1 Introduction

Particle swarm optimization (PSO) is a stochastic, population-based optimization algorithm [9]. A swarm consists of a number of particles. Each particle’s position in the search space represents a possible solution to an optimization problem. The particles move through the search space, guided by local and global information. This paper considers PSO with inertia weight [20].

Previous studies in literature have emphasized the importance of boundary handling techniques for PSO, especially in high dimensional spaces [12, 15]. As problem dimensionality increases, the particles become increasingly likely to leave the search space and exhibit unwanted roaming behaviour [12]. Application of boundary constraint handling techniques may mitigate particles’ roaming behaviour and allow the search to continue even in high dimensional spaces.

A number of constraint handling strategies are examined that may be employed to mitigate particle roaming behaviour. Classical boundary constraint handling methods have been suggested [8, 17], but the methods utilize information about the optima locations and/or gradient information. For black-box optimization problems, such information is typically not available. The boundary constraint handling techniques considered in this paper do not make use of additional information about the optimization function.

Boundary constraint handling techniques bias the particles towards certain parts of the search space [10, 11]. Thus, the best choice in technique usually depends on the location of the optima. However, additional information about the optima locations may not be known. This paper considers minimization problems that have been shifted by a random vector, distributed uniformly throughout the search space. There is thus no clear pattern regarding the optima locations, i.e. they are not near the boundaries or near the center of the search space in all dimensions. The paper discusses the performance of a selection of boundary handling techniques so that practitioners are guided in choosing a strategy when the locations of the optima are unknown or differ widely among dimensions.

The paper proceeds as follows: Sect. 2 discusses the boundary constraint handling techniques being considered. Section 3 describes the experimental method. Section 4 presents the empirical results and Sect. 5 concludes the paper.

2 Background

This section discusses a number of the most common boundary constraint handling techniques. Section 2.1 discusses position repair methods. Section 2.2 introduces velocity repair strategies that can be combined with the position repair strategies. Section 2.3 discusses techniques that do not fall into either category.

2.1 Position Repair Strategies

This section lists position repair strategies, which modify a particle’s position so that it no longer violates the boundary.

Infinity: The first strategy, suggested by [3] only modifies the PSO algorithm by constraining the personal and global best positions to be within the search space. Thus, the particles may leave the search space, but their local and global attractors will always be within bounds, thereby encouraging the particles to return to the search space. There have been suggestions in literature to make this approach standard practice [3]. This method is also known as the “invisible wall” [18]. The infinity method has the advantage of not modifying the velocity or position vectors directly, thereby preventing the algorithm from becoming biased as a side effect of the boundary handling technique.

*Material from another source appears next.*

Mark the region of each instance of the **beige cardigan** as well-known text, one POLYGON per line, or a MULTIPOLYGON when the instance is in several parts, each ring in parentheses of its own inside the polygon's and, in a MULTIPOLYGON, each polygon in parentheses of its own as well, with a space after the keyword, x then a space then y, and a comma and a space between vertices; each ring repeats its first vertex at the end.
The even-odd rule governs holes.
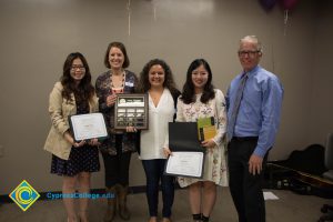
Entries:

Random: The random method [4, 11, 16] re-initializes any invalid position component uniformly within the search space. A possible side effect of this method is to inject diversity into the swarm by randomly selecting position components that particles would have been unlikely to encounter otherwise. Another variant, random-half [19], re-initializes any invalid position components within the half of the search space nearest the violated boundary.

Absorb: The absorb strategy repairs a particle’s position by moving it back onto the boundary in every violated dimension. This approach biases particles towards solutions that are on the boundary of the search space. The absorb strategy is also known as truncate [1], nearest [10], or boundary [16].

Exponential: The exponential method as originally proposed [1] repairs a particle’s position in every dimension by moving the particle to a point between its previous position and the violated boundary. The new position is sampled from a truncated exponential distribution, oriented so that there is a higher probability of sampling a position near the boundary. An alternative method [16] samples from a truncated exponential distribution spread across the entire search space in the violated dimension (oriented so that positions near the violated boundary are more likely). The original method is referred to as exponential-confined and the latter as exponential-spread. The exponential method introduces less artificial diversity than the random and random-half methods, and also preserves search information about good solutions near the boundaries by sampling from a biased distribution.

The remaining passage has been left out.